Yvon ROSE, notaire à Saint-Cyr-au-Mont-d’Or (69), répond à l’article de notre rédacteur Pierre BERTRAND, publié en novembre dernier (N2000 n°461, page 8, “To be or not to be”) et nous livre son opinion.

 

“La nécessité absolue d’acquérir des spécialisations oblige à réfléchir sur ses implications, notamment structurelles et communicationnelles.
 
– Structurellement, le notaire spécialiste reste à inventer. À l’image de la médecine, on peut raisonnablement concevoir, en plus du notaire généraliste, la place pour un notaire spécialiste. Certes, ceci est réalisé de fait, quelquefois dans les grandes SCP, mais pas pour l’immense majorité des offices. Le notaire spécialiste, à l’image de la médecine, reste à créer, pour peu que l’imagination du notariat soit aidée en levant les obstacles, comme ce fut le cas du notaire salarié. Certains craignent un détournement de clientèle. Mais le médecin généraliste souffre-t-il de la concurrence des médecins spécialistes ? La réponse est négative. Vouloir être compétent sur tout, tout le temps, est déraisonnable, irréaliste et suicidaire. Se pose alors le problème de la création d’office spécialisé.
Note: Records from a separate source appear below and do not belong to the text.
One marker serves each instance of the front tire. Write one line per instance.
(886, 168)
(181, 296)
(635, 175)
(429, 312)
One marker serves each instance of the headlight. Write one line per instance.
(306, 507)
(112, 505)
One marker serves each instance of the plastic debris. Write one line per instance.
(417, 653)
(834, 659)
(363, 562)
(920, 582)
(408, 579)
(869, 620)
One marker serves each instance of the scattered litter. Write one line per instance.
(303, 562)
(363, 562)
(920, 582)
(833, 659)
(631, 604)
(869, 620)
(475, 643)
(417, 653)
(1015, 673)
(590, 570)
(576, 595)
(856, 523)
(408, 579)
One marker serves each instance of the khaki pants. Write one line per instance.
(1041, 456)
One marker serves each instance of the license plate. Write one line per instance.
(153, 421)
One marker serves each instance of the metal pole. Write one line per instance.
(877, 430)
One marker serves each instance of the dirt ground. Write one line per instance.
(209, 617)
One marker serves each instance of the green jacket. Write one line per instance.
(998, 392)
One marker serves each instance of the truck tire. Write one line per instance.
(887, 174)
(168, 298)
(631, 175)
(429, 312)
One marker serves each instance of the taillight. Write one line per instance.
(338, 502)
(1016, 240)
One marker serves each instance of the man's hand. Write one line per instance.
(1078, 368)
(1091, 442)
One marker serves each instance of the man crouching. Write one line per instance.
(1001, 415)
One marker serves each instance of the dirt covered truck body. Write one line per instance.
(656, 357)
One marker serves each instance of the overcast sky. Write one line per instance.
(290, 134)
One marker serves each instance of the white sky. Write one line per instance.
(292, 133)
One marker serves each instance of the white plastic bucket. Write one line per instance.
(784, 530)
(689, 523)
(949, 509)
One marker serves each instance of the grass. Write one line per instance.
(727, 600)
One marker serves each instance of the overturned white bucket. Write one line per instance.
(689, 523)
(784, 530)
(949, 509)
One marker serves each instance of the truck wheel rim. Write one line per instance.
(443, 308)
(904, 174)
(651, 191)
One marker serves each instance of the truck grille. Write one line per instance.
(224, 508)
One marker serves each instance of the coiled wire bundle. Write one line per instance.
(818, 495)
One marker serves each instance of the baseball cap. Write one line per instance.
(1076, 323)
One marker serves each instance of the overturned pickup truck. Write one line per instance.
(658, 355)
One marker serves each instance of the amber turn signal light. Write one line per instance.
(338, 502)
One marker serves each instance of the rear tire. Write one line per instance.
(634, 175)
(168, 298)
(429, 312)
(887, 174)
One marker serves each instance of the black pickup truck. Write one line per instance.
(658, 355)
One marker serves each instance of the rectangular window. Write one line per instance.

Cette réforme structurelle répondrait à la segmentation des besoins de la clientèle.
 
– Implications communicationnelles Face à un problème, le client s’oriente vers le “spécialiste”. Reconnaissons qu’il est aujourd’hui impossible à un client de connaître le notaire spécialiste, en recourrant par exemple aux pages jaunes et même au bouche-à-oreille. L’unité du notariat ne serait pas mise à mal, car le notariat regrouperait l’ensemble des notaires spécialistes et généralistes à l’instar de l’Ordre des médecins. À la réflexion, il faudrait donner tous les attributs d’authenticité et de responsabilité aux notaires spécialistes pour ne pas en faire une profession à part. Le danger me paraît plus grand de laisser les clients se tourner vers de grands cabinets que craindre des détournements de clients à l’occasion de problèmes pointus. Le constat de la quasi-inexistence d’impact de la spécialisation telle qu’elle est conçue actuellement devrait nous amener à une réforme beaucoup plus audacieuse, profonde et efficace.”